Every system of power that loses trust in its own population begins, sooner or later, to monitor language. Not because words themselves are dangerous, but because free human beings are. What is now taking place in Europe is therefore not primarily about online hate, but about control over the description of reality.
The most remarkable thing in our age is not that politicians want more control. Power has always wanted that. What is remarkable is how openly it is now happening, and how morally superior it is being presented. Censorship is described as “security”. Surveillance is described as “responsibility”. Control over information is described as “protection of democracy”. The language is not accidental. It is the mechanism itself.
For this is the paradox of modern democracy: the weaker political legitimacy becomes, the stronger the need to regulate opinion becomes. When the distance between the people and the elite grows, a new type of fear arises among those in power. Not the fear of violence, but the fear of uncontrolled thoughts.
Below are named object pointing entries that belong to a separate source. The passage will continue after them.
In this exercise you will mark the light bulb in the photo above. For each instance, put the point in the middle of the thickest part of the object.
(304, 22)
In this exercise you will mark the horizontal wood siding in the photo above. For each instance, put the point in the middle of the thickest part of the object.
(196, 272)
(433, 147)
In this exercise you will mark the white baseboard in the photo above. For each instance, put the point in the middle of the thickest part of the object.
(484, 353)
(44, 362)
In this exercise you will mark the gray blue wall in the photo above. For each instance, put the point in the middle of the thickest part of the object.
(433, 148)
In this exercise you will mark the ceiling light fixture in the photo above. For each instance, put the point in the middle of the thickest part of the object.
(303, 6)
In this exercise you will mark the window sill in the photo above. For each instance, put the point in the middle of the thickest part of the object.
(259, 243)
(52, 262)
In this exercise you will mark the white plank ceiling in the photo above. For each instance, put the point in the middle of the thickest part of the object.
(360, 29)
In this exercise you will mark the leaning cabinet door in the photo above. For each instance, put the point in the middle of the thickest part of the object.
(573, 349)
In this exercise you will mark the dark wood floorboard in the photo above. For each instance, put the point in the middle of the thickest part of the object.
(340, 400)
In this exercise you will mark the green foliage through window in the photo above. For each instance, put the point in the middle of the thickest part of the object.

The fear that people may begin to draw their own conclusions outside the approved frameworks.
That is why this debate is not really about crude comment sections or primitive outbursts. Such outbursts have existed at all times. In earlier societies, they died out in their own vulgarity. What is new is that the system actively needs them. They are used as justification for expanding control mechanisms that there was already a desire to introduce. Every scandal becomes an argument for more moderation, more filtering, more identification, more surveillance. Always in the name of democracy.
This is where John Locke would have raised his eyebrows. For Locke, the legitimacy of the state depended on its protection of the citizens’ liberty, not their mental comfort. The decisive distinction lay between action and thought. The state could intervene against violence, threats, and concrete abuses — but not against the formation of opinion itself.
That is precisely why concepts such as “disinformation”, “hate speech”, and “harmful content” are so politically useful. They are elastic. They lack clear boundaries. And power loves unclear boundaries. For when the definitions become fluid, power also shifts. What today affects marginal voices may tomorrow affect legitimate opposition. History shows that censorship never remains confined to the extreme. Once the tools exist, their use is gradually expanded.
And this is the real story behind the EU’s digital regulatory framework and the new political language surrounding the internet: the elite has realised that the informational control it previously possessed through newspapers, television channels, and institutions is in the process of disintegrating. The monopoly over the description of reality has been broken. Ordinary people can now organise themselves, discuss, and challenge narratives without passing through established gates. It is this that is perceived as dangerous.
That is also why we are witnessing a gradual fusion between the state, technology companies, and supranational structures. Not necessarily through one grand conspiracy, but through converging interests. The state wants stability. The technology companies want regulatory security. Supranational institutions want harmonisation and control. The result is a digital ecosystem in which dissenting thoughts can increasingly easily be traced, categorised, and removed.
One does not need to imagine dystopian dictatorships in order to understand where this is pointing. It is enough to observe the direction.
A democracy does not first die when the state forbids words. It begins to die when citizens become afraid to think them.